The Happy Return
- First edition cover
- Author: C. S. Forester
- Language: English
- Series: Horatio Hornblower
- Genre: Historical novel
- Publisher: Michael Joseph, London
- Publication date: 4 February 1937
- Publication place: United Kingdom
- Media type: Hardcover & paperback
- Pages: 287 pp
- OCLC: 752876668
- LC Class: PZ3.F75956 Hap PR6011.O56
- Preceded by: Hornblower and the Atropos (1953)
- Followed by: A Ship of the Line (1938)

= The Happy Return =

1937 historical novel by C. S. Forester

The Happy Return (Beat to Quarters in the US) is the first of the Horatio Hornblower novels by C. S. Forester. It was published in 1937. The American title is derived from the expression "beat to quarters", which was the signal to prepare for combat. This book is sixth by internal chronology of the series (including the unfinished Hornblower and the Crisis). Hornblower's past history as described here does not entirely accord with his history as revealed in the stories written later, but Forester never revised the book.

It is one of three Hornblower novels adapted for the British-American film Captain Horatio Hornblower R.N., released in 1951.

==Plot summary==
In June 1808, Captain Horatio Hornblower is in command of the 36-gun frigate HMS Lydia, with secret orders to sail to the Pacific coast of Nicaragua (near modern Choluteca, Choluteca) and supply a prominent landowner, Don Julian Alvarado ("descendant" of Pedro de Alvarado by a fictional marriage to a daughter of Moctezuma), with muskets and powder for a planned uprising against the Spanish authorities. Upon meeting Don Julian, Hornblower discovers that he is a megalomaniac who calls himself "El Supremo" (which Forester translates as "the Almighty"), views himself as a deity, and has been killing those who he regards as "unenlightened" because they do not recognise El Supremo's divine status.

While Hornblower replenishes his supplies, the 50-gun Spanish warship Natividad is sighted off the coast. Unwilling to risk fighting the much more powerful ship in a sea battle, Hornblower hides the Lydia behind an island at the entrance to the bay, and captures the Natividad as it enters the bay, in a surprise nighttime boarding. El Supremo demands that it be turned over to him so that he may have a navy. After hiding the captured Spanish officers to save them from being murdered by El Supremo, Hornblower honours the request. Off the coast of Panama he encounters a Spanish mail lugger, from which an envoy arrives to inform him of a new alliance between Spain and England against Napoleon.
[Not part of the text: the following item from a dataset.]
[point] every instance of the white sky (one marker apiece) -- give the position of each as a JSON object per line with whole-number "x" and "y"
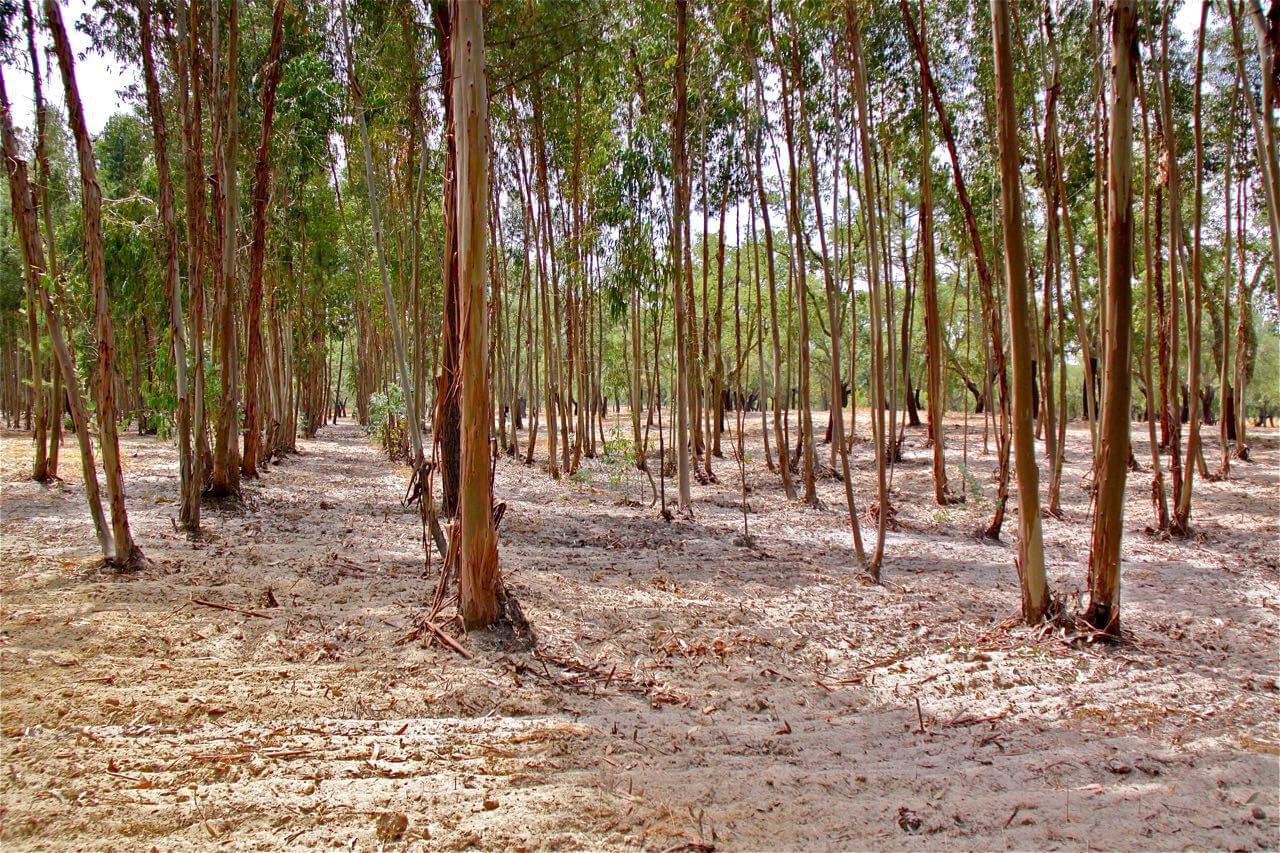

When Hornblower visits Panama City to meet with the Spanish Viceroy, the Englishwoman Lady Barbara Wellesley, a (fictional) sister of Marquess Wellesley and Sir Arthur Wellesley (the future Duke of Wellington), comes aboard. The packet ship she was on in the Caribbean had been captured some time before. Freed when Spain changed sides, and fleeing a yellow fever epidemic ashore, she requests passage back to England. Hornblower reluctantly takes Lady Barbara and her maid Hebe aboard, warning her that he must first hunt and destroy the Natividad before El Supremo can capture a Spanish ship carrying funds crucial to the Spanish war effort from Manila to Acapulco.

In the subsequent battle Hornblower uses masterful tactics to sink the Natividad, though the Lydia herself is heavily damaged. Limping back to Panama to effect repairs, Hornblower is informed that, now that there is no further threat from the Natividad, he is not welcome in any Spanish American port. He manages to find a natural harbour on the island of Coiba, where he refits.

After completing repairs, Hornblower encounters the haughty Spanish envoy once again on the same lugger. He is invited aboard the lugger and finds El Supremo chained to the deck on his way to execution.

Hornblower sets sail for England. On the long voyage home he and Lady Barbara become strongly attracted to each other. She makes the first overt advances and they embrace passionately, but Barbara's maid Hebe walking in on them brings Hornblower to the realisation that a ship's captain must not indulge in sexual dalliance with a passenger. He tells Barbara, truthfully, that he is married. After being rejected, Barbara avoids him as best she can. The Lydia arrives at Saint Helena soon afterwards and Lady Barbara transfers to a more spacious ship.

==Historical References==

The El Supremo character was inspired by a contemporary dictator of Paraguay, José Gaspar Rodríguez de Francia (1766-1840). His official title was "Supreme and Perpetual Dictator of Paraguay", but he was popularly known as El Supremo.